Monday, May 30, 2011

Do you need to go to the emergency vet or can you wait to see your regular vet?

Contributed by a CP Volunteer

the following article actually covers some topics that we've had questions about

Bandage


Most emergency situations are obvious: trauma from being hit by a car, bleeding, collapse, bloat, inability to urinate, seizures, vomiting blood, etc. But there are numerous situations that you can either treat at home or wait until the following business day when you can make an appointment with your vet. However, if the situation changes or if the pet develops more signs or worsens, it is time to go to the ER.

Here are some of those non-emergency situations:

Lumps and bumps - If you are petting your dog and feel a lump that you haven't noticed before, you don't need to immediately go to the veterinarian. If it isn't bothering the pet, you can wait and see if it gets larger. Contact your vet the following day so it can be noted in your dog's record. If the lump grows or changes, diagnosis may require bloodwork, biopsy and/or x-rays. If the lump turns out to be benign costs can range around $300 to $500. If it is not benign, treatment can be over $1,000.

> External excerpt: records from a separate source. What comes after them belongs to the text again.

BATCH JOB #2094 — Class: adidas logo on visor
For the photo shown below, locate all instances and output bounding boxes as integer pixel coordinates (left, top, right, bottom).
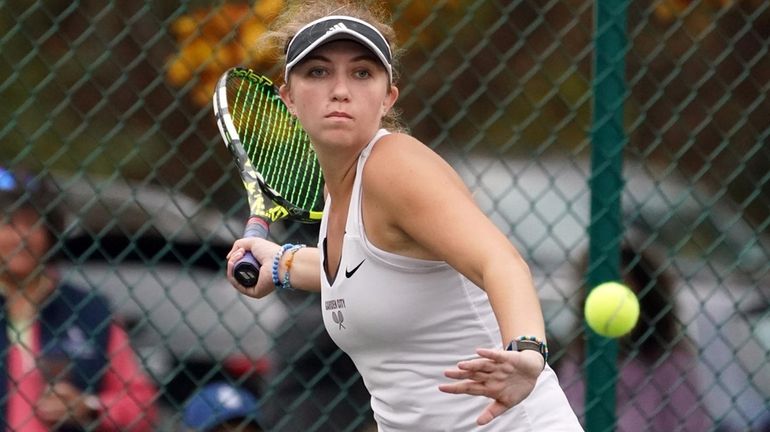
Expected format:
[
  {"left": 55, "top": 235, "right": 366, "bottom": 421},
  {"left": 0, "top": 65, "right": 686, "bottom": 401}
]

Breath smells bad and some teeth are loose or falling out - As long as your dog is still eating and drinking, you can wait to contact your veterinarian to make an appointment to have his mouth examined and get his teeth cleaned. If you don't have pet insurance, be prepared. Dental cleaning, anesthesia, x-rays and medication can be around $500.

Small tongue or mouth laceration - Most people notice this when the saliva looks pink tinged or the water in their dog's water bowl is pink. The majority of wounds in the mouth heal quickly. If there is no active bleeding and your dog can eat and drink, you can wait. Put some ice cubes in the water. Cold can help constrict blood vessels therefore reduce bleeding.

Dirty, smelly ears - Typically this can wait. Even if your dog is shaking his head a little. Clean the outside part of the ear with a cotton ball or Q-tip but do not insert a Q-tip into the ear. If there is an infection, Q-tips can hurt. Avoid using any medication until you speak to your veterinarian. Treatment for ear problems typically costs $200 to $250 for ear swabs, cultures, cleaning and medication.

Toenail torn or bleeding - If your dog will let you, try to examine the nail closely. Sometimes the nail tip has fallen off or just needs to be slightly pulled. Place a bandage around the foot, covering the nail and contact your veterinarian the following day.

Hopefully, this information can help you to make the decision about what to do for your dog.